The judgment of HHJ Luba in the Central London County Court rejected Mr Lowe’s claim. HHJ Luba decided:

  • The mistaken reference in the prescribed information should have been obvious to Mr Lowe, and he would no doubt have known to look at the correct clause, being clause 5.3. Even with the incorrect reference, the judge pointed to the legislation, which provides that the information given should be supplied "substantially to the same effect" as the requirement. The judge decided that this was satisfied in this case.
  • The judge also decided that as the covering letter had been signed by the agent on behalf of Charterhouse, this was enough to comply with the statutory requirement as the unsigned certificate enclosed with the signed letter was "substantially to the same effect" as if the certificate was provided with a signature.
  • The original deposit was paid in connection with a shorthold tenancy. This was because the original January 2010 tenancy became an AST, and the January 2011 tenancy arose from the original fixed term AST granted in 2010.
  • The relevant limitation period is six years, not 12. HHJ Luba decided that section 9 of the Limitation Act 1980 did apply, since the word "recover" is used throughout the Limitation Act 1980 with the meaning to "obtain" money. In this case, Mr Lowe hoped to obtain money through a right that arose under the Housing Act 2004.

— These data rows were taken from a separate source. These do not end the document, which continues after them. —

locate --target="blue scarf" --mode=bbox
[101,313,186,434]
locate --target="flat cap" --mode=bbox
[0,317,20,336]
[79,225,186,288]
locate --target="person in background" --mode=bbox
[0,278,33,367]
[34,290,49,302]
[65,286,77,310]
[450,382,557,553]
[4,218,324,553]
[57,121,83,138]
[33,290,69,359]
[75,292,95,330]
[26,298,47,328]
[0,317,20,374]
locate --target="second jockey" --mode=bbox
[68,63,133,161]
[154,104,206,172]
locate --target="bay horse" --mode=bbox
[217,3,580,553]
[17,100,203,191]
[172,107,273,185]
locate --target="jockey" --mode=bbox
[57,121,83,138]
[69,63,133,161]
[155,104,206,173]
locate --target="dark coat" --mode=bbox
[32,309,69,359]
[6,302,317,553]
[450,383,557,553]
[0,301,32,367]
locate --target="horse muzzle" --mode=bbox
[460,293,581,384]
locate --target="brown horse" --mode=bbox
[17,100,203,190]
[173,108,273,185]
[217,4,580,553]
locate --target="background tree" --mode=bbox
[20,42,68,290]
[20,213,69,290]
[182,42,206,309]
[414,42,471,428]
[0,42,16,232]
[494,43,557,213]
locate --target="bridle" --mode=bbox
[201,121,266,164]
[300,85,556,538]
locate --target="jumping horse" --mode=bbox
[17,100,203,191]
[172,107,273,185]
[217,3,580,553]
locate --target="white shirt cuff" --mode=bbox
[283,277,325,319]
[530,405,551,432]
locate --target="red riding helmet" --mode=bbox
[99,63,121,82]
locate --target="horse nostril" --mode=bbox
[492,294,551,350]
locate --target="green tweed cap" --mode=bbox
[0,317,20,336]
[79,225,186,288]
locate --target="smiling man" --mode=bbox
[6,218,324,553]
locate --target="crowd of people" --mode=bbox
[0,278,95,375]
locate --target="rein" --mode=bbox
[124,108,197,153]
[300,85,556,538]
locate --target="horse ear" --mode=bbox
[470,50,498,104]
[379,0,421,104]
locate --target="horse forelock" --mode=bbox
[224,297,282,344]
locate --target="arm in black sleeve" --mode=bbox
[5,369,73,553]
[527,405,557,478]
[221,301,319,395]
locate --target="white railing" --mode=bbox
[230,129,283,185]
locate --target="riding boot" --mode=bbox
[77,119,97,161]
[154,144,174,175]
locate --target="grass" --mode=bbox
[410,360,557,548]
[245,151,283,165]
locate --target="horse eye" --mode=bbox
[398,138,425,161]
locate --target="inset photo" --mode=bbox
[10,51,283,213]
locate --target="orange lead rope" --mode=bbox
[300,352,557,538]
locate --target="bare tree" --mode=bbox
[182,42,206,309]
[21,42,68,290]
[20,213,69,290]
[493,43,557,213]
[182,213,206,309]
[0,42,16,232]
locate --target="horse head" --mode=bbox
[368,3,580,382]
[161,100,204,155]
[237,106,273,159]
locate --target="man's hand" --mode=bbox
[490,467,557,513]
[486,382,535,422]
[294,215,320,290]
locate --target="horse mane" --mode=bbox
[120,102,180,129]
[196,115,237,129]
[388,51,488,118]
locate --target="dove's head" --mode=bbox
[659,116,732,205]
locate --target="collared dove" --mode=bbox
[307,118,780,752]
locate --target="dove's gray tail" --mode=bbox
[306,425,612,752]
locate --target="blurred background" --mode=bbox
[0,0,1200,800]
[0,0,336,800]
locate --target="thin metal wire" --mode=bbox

Mr Lowe appealed all of these findings in the High Court. The appeal was rejected, and additional points were raised as follows:

  • The High Court found that a reasonable recipient reading the prescribed information in the position of the tenant would have noticed the error and referred to the correct clause as well as understanding the meaning of its reference in respect of the prescribed information. The statutory purpose of the prescribed information, of promoting transparency, was satisfied.
  • Regarding the lack of signature on the certificate, the High Court found that it did not matter in this instance as the certificate was one which the landlord was happy to give and by allowing the certificate to be sent under the cover of the agent's signed letter, showed as much.


The ruling provides assurance that the relevant limitation period applicable to tenancy deposit claims is six years, not 12. Moreover, landlords will no doubt breathe a sigh of relief in response to the greater flexibility afforded to them through this decision. Prescribed information may contain mistakes but will satisfy the necessary requirements so long as the reasonable recipient would understand the correct information that was intended to have been provided. A lack of signature would also not likely invalidate the certificate having been provided under a covering letter signed by the landlord or its agent.


As of 28 May 2024, Mr Lowe has appealed the decision of the High Court. The Court of Appeal will consider two key themes from the High Court case, namely whether a signature on the covering letter, but not the certificate, is enough to comply with the requirement to sign the certificate itself and whether an incorrect reference as to the tenancy agreement may still meet the obligation of providing prescribed information.